In my previous aggregator post, I set up Feed and Post models to capture the core information about these items.  We can now store the information from the aggregation process in a persistent location, and this can be used by some external program to view the aggregation of content.  Now we just need to get the information from somewhere...

The core aggregation logic is quite simple:

  1. We'll fetch the feed.
  2. We'll parse it.
  3. We'll save various bits of feed information to the database.
  4. For each entry in the feed, either create or update the information in the database.

There are a few optimisations we can do there for various levels of winnage.  For example, a pretty big win is that there's no point parsing the feed if we can be sure the feed hasn't changed.  An even bigger win given the rate of change of individual feeds on the Internet, is that there's no point fetching the full feed if it hasn't changed - use of eTag and If-Modified-Since can save us from not only unnecessary work, but unnecessary traffic (important in South Africa) and just being a good Internet citizen.  A small win is that we don't need to update the database if the entry in the feed hasn't changed.
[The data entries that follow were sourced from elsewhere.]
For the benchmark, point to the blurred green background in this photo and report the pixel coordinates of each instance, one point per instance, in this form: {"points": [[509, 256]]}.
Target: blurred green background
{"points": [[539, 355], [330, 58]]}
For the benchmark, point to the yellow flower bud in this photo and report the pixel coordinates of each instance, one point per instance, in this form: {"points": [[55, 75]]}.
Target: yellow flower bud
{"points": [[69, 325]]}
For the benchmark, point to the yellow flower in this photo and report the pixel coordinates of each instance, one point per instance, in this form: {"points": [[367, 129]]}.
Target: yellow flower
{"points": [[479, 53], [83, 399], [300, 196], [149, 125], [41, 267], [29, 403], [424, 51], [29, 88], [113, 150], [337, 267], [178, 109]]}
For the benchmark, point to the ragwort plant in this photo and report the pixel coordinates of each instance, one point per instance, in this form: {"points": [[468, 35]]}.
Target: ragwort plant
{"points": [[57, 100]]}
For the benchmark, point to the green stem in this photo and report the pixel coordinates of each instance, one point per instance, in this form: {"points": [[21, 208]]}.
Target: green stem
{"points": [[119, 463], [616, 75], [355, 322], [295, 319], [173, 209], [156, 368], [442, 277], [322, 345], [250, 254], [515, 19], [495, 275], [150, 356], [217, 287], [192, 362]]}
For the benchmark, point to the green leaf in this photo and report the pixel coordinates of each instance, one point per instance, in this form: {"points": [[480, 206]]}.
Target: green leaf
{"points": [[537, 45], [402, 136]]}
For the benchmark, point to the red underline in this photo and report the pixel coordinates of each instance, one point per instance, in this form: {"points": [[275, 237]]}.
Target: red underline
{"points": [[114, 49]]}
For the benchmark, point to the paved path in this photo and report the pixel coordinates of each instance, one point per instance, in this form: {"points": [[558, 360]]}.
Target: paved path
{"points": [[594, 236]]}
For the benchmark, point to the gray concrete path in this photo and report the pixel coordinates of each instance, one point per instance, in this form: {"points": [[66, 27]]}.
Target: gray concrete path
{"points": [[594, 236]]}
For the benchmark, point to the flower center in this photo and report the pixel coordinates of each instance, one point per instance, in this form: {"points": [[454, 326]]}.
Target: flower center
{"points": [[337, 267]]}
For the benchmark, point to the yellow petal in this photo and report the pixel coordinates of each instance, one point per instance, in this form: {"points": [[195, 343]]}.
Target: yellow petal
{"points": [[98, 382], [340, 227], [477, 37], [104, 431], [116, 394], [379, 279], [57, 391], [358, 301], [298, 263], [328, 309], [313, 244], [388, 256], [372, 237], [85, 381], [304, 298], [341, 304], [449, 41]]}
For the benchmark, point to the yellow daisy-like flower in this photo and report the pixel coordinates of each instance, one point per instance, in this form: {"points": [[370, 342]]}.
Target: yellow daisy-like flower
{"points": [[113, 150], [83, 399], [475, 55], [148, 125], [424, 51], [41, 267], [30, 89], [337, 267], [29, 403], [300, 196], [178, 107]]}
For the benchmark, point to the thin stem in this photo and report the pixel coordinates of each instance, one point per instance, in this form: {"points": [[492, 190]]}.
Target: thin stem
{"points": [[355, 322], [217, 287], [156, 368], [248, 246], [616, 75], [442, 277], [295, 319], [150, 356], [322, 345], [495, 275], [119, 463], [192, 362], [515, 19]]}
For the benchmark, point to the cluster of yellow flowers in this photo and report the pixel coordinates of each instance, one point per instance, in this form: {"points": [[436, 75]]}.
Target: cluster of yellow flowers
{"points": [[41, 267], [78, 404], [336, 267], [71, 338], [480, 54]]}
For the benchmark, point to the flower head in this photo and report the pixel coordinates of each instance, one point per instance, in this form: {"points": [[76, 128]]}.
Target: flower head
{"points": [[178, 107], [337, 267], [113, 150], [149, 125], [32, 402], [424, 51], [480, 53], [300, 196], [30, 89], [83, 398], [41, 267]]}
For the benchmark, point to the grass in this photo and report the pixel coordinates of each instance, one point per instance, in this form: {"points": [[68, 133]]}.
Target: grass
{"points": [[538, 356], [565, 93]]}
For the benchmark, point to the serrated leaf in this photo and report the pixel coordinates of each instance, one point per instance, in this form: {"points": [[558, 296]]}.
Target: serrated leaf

The Universal Feed Parser is about the best feed parser out there.  It has literally thousands of unit tests to ensure it handles the largely varying brokenness of feeds out there, as well as providing a really simple API for handling various syndication formats, without hiding the extra information that more comprehensive syndication formats may provide.

It'll both fetch and parse the feed, so for now it does the first two steps.

The goal is that the aggregator itself will take care of the tedious part of the aggregation process - the bit that does the parsing and standard aggregator logic in terms of when to update feeds and posts and when to exit out early.  The actual storage of the posts and feed will differ from project to project, but that core logic is mostly unchanged.  I decided to use plain old inheritance for this (Bryn, of course, suggested generic functions...).

I've mostly used a genericised version of the collector parts from FeedJack (a Django-based aggregator) and some ideas from Planet (Planet Venus, to be precise), so thanks to Gustavo Picón, Scott James Remnant, Jeff Waugh, Sam Ruby, and others that contributed to those that I have stolen^Wborrowed from.

First, set up some options on initialisation - mostly setting up logging so that the calling code can get the sort of logging they'd like out of the application:

class Aggregator(object):
    def __init__(self, options = None):
        if not options:
            options = {}
        self.options = options
        self.user_agent = options.get('user_agent', 'aggregate2db/0.1')
        self.log = options.get('log', None)
        self.verbose = options.get('verbose', False)
        if not self.log:
            self.log = logging.getLogger("Aggregator/%d" % (hash(self),))
            self.log.propagate = False
            if self.verbose:
                self.log.level = logging.DEBUG
            else:
                self.log.level = logging.WARNING
            self.log.addHandler(logging.StreamHandler(sys.stderr))

Then, the feed processing method is the (current) entry-point:

    # Process a feed, updating the feed information and processing the
    # entries in the feed.
    #
    # Returns boolean True or False on whether the feed was updated.
    def process_feed(self, feed):
        self.log.info('Processing feed: %s', feed.feed_url)
        self.log.debug('Feed %s last checked at: %s',
            feed.feed_url, feed.last_checked)
        feed.last_checked = datetime.now()

        feedparser_options = {
            'agent': self.user_agent,
            'etag': feed.etag,
            'modified': feed.last_modified.timetuple(),
        }

        parsed_data = feedparser.parse(feed.feed_url, **feedparser_options)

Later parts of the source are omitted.